2.2 Cannabinoid receptor subtypes
Endocannabinoids signal via two main cell surface receptors, CB1 and CB2, belonging to the superfamily of G-protein-coupled receptors. CB1 is the principal receptor present in the central nervous system (CNS), and is one of the most abundant G-protein–coupled receptors in the brain (Sharke and Wiley, 2016). Within the CNS, CB1 receptors are densely expressed in several brain regions such as the cortex, dorsal root and basal ganglia, thalamus, hippocampus, and periaqueductal gray, and supraspinal regions where they regulate a wide variety of neurotransmission processes including pain transmission and neuroinflammation (Martin et al., 1995; Barrie and Manolios, 2017). CB1 receptors are also densely expressed on the epithelium of the gastrointestinal (GI) tract and on all classes of enteric neurons except inhibitory motor neurons (Trautmann and Sharkey, 2015). Their widespread distribution explains the wide array of biological effects produced by cannabinoid ligands, both endogenously expressed and exogenously supplied. With the widespread distribution, it is not surprising that therapies targeting CB1 receptors are sometimes limited by challenges associated with central and peripheral nervous systems effects (Barrie and Manolios, 2017).

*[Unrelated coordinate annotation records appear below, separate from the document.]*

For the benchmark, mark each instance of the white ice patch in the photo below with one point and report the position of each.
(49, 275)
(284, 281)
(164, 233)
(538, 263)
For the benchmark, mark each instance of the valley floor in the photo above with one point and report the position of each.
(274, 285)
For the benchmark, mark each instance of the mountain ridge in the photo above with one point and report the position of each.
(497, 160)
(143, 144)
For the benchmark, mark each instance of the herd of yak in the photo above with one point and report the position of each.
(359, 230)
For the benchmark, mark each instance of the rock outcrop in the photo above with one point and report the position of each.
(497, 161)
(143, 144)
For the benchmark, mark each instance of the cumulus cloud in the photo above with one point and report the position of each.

CB2 receptors are expressed by immune cells and also by enteric neurons and the epithelial cells in the GI tract (Trautmann and Sharkey, 2015; Wright et al., 2008). Their wide distribution in the periphery on immune cells makes them targets for modulating inflammatory processes such as inflammatory pain processing (Barrie and Manolios, 2017). This is supported by the discovery that HU-308, a selective CB2 agonist, significantly decreases nociceptive behaviour in formalin-induced rodent inflammatory pain model. CB2 receptor activation suppressed local secretion of pro-inflammatory factors by non-neural cells, thus inhibited sensitization of neighbouring nociceptive neuronal terminals (Hanus et al., 1999; Barrie and Manolios, 2017). It has therefore been proposed that, in the settings of neuropathic pain or inflammatory hyperalgesia, activation of peripheral CB2 receptors mediate anti-nociceptive responses by acting locally on immune cells in the periphery and microglia in the CNS (Ibrahim et al., 2003).